母親はかき抱かんばかりに 暖かい部屋へといざなう。



おこうは正座して 改めて両親に帰宅の挨拶をする。

それを見る二人の眼は とろけそうに愛しげに見つめていた。

「こちらから何かお方様に お礼の品をと思うていましたが

 それを上まわるような品々を頂き 感謝しております」と 母

「母上 お万の方様も優しくして下さいますが 先に申し上げた通り

 私は今 お方様の部屋におられるおチサ様に付く侍女です。

 そのおチサ様が 各大名などから頻繁に届く頂き物をすべて

 部屋の者達に分けてくださるのです」



「それはなんと お優しい気遣いのできるお方じゃ 

 その方の生家には送られぬのか?」

「おチサ様は遠国の生まれと聞き及びます。すでにご両親も

 他界されていないとか、、、、」

「何と お淋しいことでありますなぁ」

「おチサ様は明るく振る舞っていらっしゃいますが 本当はお淋しいと

 思います。
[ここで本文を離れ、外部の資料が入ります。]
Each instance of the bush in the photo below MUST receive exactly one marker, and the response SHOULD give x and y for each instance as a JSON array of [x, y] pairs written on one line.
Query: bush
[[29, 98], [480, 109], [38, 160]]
まして今は上様の御子を身篭っていらっしゃるのです。

 だから私達も 力を合わせてお守りするつもりなのです」



おこうは言外に どこにも嫁ぐ気は無いと匂わせたつもりだったが

ふた親は それには気づかぬフリをして娘の好物や 新しい反物

小物を並べて見せるのだった。

おこうには兄が二人おり 一人は家を継ぎ一人は他家へ養子婿に入り

娘はおこう一人だった。



両親とすれば三年目の宿下がりの時 これで大奥勤めを辞めて

嫁入りして欲しかったのだが おこうはまだ早い やっと勤めにも

慣れて来たところだと拒まれ 六年目になる今回は何としても

縁づかせたいと心づもりをしていた。



だから12日間のあいだに二人 三人と見合いとは言えぬまでも

顔合わせをさせる場を用意して置いた。

一夜休んで翌日からは なかなかに忙しく他家に入った兄が夫婦連れで

訪ねて来たり 近くの親類が顔を見せたり 別の日は芝居見物

また別の日はお寺参りとか いろいろもてなしてくれる。



その中で芝居小屋の前で さも偶然を装った見合いらしきものもあった。

母のお茶会での仲間に出逢う。 こちらは娘 相手は息子を連れての芝居見物

又は 立ち寄った茶店に父親の将棋相手が 妻 息子を連れて来ていたとか

おこうにすれば見え見えの猿芝居ながら ここは父母の顔を

潰す訳にもいかず ただにっこりと微笑んで相手の ぶしつけな視線に

堪えていた。



もう一人は兄の友人の弟とかで 兄夫婦と共に部屋のみなへの土産を

買いに行ったおり 町で出会い 昼でも一緒にと料理茶屋に入った。

おこうは又かとうんざりしたが この青年は物おじせずハキハキと

受け答え 食事の作法も理にかなっていて 今までの二人よりは

マシに見えたが おこうには嫁になる気は毛頭なかった。